Évitez de saisir manuellement les mêmes informations à plusieurs endroits. Le responsable ou le statut doit être modifié dans le tableau de suivi, puis récupéré automatiquement dans les indicateurs.

Protégez également les cellules contenant des formules. Sélectionnez les cellules de saisie, déverrouillez-les dans le format de cellule, puis protégez la feuille. Les utilisateurs pourront modifier les tâches sans effacer accidentellement les calculs.

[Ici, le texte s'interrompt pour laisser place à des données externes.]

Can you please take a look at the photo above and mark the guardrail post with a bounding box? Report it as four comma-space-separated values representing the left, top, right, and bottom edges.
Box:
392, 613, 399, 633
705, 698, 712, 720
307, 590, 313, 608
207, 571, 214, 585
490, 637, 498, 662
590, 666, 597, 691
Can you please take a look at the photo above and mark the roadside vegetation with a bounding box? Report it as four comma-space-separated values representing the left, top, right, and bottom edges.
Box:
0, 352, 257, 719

Enfin, ajoutez une date de dernière mise à jour dans le tableau de bord. Une cellule contenant =AUJOURDHUI() indique la date du jour, mais vous pouvez aussi prévoir une date saisie manuellement si vous souhaitez savoir quand les données ont réellement été vérifiées.

Les erreurs à éviter

Le premier piège consiste à multiplier les couleurs. Si chaque ligne possède une couleur différente, plus rien ne ressort. Utilisez une palette limitée : une couleur pour les éléments positifs, une pour les alertes et une pour les informations neutres.

Le deuxième piège est de créer trop de colonnes. Une information qui n’est jamais consultée alourdit le tableau et décourage les utilisateurs. Commencez avec l’essentiel, puis ajoutez des éléments uniquement s’ils répondent à un besoin concret.

Enfin, ne confondez pas avancement et temps écoulé. Un projet peut être à 80 % du calendrier alors que seulement 50 % du travail est terminé. En comparant les dates prévues, l’avancement et les tâches restantes, vous obtiendrez une vision beaucoup plus réaliste.

Avec cette structure, Excel devient un outil de pilotage accessible, souple et suffisamment puissant pour la plupart des projets courants. Vous disposez d’un suivi détaillé, d’alertes automatiques et d’une synthèse claire pour prendre les bonnes décisions au bon moment.